Branding the Azov Battalion as ‘neo-Nazi’ long after it shed its far-right origins is part of a deafening corruption of public discourse

by
Vladislav Davidzon
May 18, 2022
Dmytro 'Orest' Kozatskyi/AFP via Getty Images
A photo released on May 10, 2022, by the Azov Battalion, showing an injured Ukrainian serviceman inside the Azovstal iron and steel works factory in eastern Mariupol, UkraineDmytro ‘Orest’ Kozatskyi/AFP via Getty Images

The Ukrainian port town of Mariupol is the hometown of the Azov Battalion, a special operations detachment of the Ukrainian National Guard with a past neo-Nazi association—which is one self-evident reason the Russian high command chose the city to serve as an example for Vladimir Putin’s “denazification” campaign. In the last few months, the siege of Mariupol has witnessed the most thorough destruction of a European city since the bombing of Dresden. In the process of committing numerous war crimes (and likely crimes against humanity), the Russian army leveled the city’s housing stock to the ground. The fighting reportedly killed tens of thousands of civilians, and most of the city’s nearly half million residents have fled, even as tens of thousands more remain trapped in basements and bunkers under ruins without access to medicine, water, electricity, or basic health care. These include the parents of several of my friends and acquaintances—incidentally ethnic Jewish and Armenian citizens of Ukraine. One, the Lithuanian filmmaker Mantas Kvedaravičius, was killed in Mariupol as he was filming the war.

The Ukrainian army put up remarkable resistance to the Russian invasion of the city, which of course was numerically and technologically superior. In the process, the defenders of Mariupol were reported to have tied down at least 12 Russian battalion tactical groups. After the Russians laid siege to the city, many surviving Ukrainian fighters retreated into the Azovstal iron and steel works, which provided sanctuary to between 1,000 and 2,000 besieged Ukrainian soldiers—a third of whom were reportedly wounded. These soldiers and service members belonged to the Ukrainian Marines, the Border Guard, the army, and territorial defense battalions, as well as the Azov Battalion.

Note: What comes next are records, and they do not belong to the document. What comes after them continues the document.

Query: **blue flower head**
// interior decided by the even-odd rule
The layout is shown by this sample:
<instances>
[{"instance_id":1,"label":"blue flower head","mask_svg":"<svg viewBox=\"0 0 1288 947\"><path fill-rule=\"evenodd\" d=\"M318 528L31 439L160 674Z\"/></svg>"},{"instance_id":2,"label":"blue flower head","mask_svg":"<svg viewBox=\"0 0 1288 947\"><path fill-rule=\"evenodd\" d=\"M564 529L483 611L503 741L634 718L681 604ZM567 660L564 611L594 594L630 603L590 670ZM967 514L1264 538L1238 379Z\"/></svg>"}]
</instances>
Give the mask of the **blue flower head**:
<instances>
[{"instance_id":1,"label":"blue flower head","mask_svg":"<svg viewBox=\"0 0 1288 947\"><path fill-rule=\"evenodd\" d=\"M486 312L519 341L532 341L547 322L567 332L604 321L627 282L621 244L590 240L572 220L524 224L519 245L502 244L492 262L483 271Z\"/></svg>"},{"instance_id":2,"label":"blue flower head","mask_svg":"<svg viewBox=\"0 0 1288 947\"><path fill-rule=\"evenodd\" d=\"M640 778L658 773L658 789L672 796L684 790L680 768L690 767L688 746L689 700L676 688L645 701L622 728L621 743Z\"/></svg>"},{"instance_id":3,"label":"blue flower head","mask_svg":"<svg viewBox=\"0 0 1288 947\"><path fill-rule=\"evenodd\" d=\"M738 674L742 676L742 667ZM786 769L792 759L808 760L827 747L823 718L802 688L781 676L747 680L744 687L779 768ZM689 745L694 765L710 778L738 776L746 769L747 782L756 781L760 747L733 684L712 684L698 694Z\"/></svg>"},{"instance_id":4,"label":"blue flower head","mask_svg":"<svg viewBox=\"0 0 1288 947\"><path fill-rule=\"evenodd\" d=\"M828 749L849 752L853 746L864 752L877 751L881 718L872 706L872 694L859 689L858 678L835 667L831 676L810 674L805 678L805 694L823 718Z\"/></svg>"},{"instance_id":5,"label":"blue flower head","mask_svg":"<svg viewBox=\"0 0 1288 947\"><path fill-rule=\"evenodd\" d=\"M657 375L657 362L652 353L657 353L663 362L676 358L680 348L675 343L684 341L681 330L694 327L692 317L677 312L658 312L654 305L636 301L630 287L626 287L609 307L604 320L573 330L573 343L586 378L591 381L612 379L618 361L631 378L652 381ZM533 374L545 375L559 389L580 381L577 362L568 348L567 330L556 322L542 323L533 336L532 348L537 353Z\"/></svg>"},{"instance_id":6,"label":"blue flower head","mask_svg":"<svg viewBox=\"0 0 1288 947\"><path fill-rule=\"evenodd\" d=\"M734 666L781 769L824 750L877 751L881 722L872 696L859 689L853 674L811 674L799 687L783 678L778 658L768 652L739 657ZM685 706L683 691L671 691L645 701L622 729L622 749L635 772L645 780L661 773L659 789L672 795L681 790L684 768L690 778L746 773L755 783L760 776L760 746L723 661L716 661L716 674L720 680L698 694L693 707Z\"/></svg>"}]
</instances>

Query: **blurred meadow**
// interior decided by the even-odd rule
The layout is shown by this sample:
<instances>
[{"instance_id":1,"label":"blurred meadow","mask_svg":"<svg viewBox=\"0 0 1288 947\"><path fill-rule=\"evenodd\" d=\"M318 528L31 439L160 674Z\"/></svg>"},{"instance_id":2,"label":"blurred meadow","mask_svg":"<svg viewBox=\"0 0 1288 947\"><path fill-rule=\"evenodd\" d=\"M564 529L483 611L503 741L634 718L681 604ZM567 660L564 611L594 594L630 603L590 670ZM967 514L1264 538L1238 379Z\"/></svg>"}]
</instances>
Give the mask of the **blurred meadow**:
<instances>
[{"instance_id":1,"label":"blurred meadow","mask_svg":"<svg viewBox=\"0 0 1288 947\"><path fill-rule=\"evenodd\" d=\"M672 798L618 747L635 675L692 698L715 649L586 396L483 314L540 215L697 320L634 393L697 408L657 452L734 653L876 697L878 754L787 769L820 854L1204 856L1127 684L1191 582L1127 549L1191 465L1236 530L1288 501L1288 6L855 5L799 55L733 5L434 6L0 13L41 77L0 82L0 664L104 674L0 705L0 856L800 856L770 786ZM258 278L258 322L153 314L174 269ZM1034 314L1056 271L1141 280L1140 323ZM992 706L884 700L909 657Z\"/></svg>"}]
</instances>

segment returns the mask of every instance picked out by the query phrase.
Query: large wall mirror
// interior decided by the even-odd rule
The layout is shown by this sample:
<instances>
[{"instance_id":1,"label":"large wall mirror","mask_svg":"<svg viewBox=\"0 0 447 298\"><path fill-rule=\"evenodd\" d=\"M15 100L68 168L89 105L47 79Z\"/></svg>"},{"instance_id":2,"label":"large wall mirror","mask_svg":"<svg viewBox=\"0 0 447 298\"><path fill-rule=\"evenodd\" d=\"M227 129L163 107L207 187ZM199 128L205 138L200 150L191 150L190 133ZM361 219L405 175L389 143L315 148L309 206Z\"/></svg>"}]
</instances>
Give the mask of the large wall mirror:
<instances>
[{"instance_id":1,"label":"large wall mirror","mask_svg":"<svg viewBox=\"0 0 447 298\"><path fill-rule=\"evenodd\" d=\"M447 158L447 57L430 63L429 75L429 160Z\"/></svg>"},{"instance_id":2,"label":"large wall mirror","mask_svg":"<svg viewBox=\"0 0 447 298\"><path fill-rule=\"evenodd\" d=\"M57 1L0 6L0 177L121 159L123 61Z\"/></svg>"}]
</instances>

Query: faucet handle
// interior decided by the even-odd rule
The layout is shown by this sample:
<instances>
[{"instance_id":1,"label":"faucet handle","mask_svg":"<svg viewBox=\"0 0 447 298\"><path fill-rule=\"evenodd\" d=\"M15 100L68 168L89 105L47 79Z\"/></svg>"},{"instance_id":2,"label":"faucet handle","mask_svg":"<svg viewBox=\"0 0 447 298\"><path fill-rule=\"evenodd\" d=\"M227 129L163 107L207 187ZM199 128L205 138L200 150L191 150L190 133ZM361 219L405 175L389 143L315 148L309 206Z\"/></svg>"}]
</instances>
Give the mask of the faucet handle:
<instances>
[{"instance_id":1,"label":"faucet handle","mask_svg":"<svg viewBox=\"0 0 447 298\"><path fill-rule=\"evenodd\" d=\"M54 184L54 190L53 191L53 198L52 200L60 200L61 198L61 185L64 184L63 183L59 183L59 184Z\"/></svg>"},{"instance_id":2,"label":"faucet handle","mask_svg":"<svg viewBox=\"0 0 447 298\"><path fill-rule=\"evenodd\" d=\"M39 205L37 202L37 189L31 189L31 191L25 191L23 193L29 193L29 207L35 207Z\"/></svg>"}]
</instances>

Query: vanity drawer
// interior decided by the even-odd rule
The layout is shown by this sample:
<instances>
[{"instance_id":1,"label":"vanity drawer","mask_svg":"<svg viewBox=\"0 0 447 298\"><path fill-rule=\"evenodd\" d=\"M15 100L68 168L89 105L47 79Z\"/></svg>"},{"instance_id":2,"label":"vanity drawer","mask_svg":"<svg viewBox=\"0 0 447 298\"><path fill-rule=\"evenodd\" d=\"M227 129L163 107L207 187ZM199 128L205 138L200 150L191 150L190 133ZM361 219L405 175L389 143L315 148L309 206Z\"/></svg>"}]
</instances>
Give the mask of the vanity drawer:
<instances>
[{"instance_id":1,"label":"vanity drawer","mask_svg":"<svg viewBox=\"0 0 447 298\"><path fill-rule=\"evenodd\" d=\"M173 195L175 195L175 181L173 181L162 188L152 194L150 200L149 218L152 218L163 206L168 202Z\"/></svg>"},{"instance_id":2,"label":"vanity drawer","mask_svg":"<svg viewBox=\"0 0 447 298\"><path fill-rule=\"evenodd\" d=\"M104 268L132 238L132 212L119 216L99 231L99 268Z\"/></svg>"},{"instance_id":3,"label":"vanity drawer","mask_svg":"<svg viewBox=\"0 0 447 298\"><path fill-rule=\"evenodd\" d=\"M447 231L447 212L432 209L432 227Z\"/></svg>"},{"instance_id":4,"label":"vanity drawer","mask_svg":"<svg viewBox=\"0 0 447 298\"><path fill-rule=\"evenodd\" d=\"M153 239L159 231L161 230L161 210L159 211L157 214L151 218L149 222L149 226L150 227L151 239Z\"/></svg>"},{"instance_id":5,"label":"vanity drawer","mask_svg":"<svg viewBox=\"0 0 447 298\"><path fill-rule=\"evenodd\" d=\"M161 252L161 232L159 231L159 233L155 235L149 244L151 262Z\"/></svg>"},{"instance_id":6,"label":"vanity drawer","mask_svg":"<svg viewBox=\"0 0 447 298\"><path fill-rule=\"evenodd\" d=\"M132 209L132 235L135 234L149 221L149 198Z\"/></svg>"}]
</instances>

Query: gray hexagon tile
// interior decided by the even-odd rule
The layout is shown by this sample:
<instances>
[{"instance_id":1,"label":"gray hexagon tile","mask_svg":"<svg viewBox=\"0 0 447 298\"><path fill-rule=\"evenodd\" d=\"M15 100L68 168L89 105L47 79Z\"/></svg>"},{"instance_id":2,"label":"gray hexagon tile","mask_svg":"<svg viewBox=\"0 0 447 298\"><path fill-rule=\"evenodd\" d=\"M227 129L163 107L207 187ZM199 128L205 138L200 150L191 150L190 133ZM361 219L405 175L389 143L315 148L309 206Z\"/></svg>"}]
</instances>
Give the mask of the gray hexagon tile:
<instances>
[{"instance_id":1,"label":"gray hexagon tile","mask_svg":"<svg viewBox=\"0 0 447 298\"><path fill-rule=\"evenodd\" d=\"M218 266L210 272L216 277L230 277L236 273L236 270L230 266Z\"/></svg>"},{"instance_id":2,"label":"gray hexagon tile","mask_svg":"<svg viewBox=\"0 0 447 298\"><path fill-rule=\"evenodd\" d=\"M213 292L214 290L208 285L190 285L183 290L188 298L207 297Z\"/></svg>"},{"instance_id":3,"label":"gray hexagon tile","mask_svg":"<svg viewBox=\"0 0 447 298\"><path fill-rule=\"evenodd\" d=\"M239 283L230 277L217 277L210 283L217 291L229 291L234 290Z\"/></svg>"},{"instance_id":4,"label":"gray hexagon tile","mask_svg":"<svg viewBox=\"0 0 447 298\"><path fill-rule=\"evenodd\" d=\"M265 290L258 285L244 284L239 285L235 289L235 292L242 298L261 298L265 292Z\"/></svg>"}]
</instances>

While talks were in progress to free those pinned down in Azovstal over the last few weeks, Russian artillery and cruise missiles continued to bombard the compound daily, and apparently massacred many of the soldiers and civilians taking shelter inside of it. The survivors vowed never to surrender and pleaded with the Ukrainian government and the international community for intervention and extraction. (According to available reports, individual members of the Ukrainian forces who surrendered to the Russians were summarily executed.) On May 11, the wives of Azov soldiers made a trip to the Vatican to plead with Pope Francis for humanitarian intervention.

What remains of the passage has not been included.